Well, at least for sysctl's SYSCTL_SETUP() stuff, you probably don't want to use the same initialization call for modules as is used for built-ins. The built-ins are initialized with an explicit NULL argument passed for the sysctl_clog argument, which makes it difficult for a module to do its clean-up. Modular code needs to (or at least, should?) pass a non-null module-specific clog so it can be used during an "undo" at MODULE_CMD_UNLOAD time.
Indeed I consider it a bug if a module uses SYSCTL_SETUP() (and does not tear down the nodes after unload). This applies more generally to drivers too.
JMHO ...
When it processes section 5 it allocates 4 bytes somewhere ... Since the entries are all pointers (actually it ought to be possible to use any fixes size structure) it known where the end is.
Section 5 deals with the SYSCTL_SETUP() stuff. When modules create a sysctl(9) sub-tree, they have to explicitly call sysctl_createv() since the initializer(s) defined by SYSCTL_SETUP doesn't get called.
(The code that does call the SYSCTL_SETUP() initializers uses the __link_set_foreach() macro which depends on the {start,end} symbols - see sysctl_init() in src/sys/kern_sysctl.c)
So, I'm still hoping to see a prototype the works for both built-in and independantly-linked modules ...
:)
Plausibly this data could be in a linkset itself!
Hmm.
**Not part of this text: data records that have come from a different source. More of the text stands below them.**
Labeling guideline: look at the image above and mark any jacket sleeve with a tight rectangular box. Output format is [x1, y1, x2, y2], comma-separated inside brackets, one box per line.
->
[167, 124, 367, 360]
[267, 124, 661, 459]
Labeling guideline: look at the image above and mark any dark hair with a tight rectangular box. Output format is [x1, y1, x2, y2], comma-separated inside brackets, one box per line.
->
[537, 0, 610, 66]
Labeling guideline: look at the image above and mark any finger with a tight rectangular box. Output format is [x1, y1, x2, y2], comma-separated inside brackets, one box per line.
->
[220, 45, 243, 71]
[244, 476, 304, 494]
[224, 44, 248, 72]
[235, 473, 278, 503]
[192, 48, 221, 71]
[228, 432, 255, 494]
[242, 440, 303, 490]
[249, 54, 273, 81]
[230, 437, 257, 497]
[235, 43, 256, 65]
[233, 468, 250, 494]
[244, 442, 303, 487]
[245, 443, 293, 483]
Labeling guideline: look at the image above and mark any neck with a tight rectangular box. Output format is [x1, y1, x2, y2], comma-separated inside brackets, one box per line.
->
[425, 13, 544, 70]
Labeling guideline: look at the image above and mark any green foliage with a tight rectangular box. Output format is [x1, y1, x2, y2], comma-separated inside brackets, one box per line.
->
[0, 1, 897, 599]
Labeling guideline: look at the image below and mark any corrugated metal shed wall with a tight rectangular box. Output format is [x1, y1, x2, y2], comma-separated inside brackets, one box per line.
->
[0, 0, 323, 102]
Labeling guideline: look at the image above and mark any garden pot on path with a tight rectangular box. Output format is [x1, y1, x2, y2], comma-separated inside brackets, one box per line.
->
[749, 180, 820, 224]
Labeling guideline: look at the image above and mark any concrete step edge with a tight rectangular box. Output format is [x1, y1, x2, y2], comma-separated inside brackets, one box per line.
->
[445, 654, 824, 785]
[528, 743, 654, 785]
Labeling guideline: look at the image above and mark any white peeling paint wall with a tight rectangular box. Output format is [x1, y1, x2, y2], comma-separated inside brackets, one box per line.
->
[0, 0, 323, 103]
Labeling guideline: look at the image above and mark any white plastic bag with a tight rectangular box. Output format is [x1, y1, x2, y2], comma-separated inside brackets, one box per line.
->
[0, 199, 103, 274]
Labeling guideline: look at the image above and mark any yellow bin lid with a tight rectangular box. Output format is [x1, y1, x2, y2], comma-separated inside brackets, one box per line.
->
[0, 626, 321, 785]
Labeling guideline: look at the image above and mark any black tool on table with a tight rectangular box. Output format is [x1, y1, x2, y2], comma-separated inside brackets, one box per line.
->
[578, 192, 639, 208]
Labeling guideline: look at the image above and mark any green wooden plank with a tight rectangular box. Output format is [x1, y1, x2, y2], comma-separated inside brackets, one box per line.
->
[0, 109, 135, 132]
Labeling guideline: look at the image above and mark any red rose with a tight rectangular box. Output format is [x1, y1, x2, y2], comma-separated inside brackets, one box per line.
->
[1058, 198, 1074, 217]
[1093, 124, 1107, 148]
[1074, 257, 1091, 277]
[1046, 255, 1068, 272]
If this data were available (at link time) in your model, it should already be available within the existing framework.
Since I'm lacking a clue or two, I'll defer further comments here until there's a prototype to work with.
It would be an error to try to load a module which contained a linkset without anything defined to process it.
I _do_ like part 2 of your proposal - linking the "core" kernel first, and then re-linking with selected modules.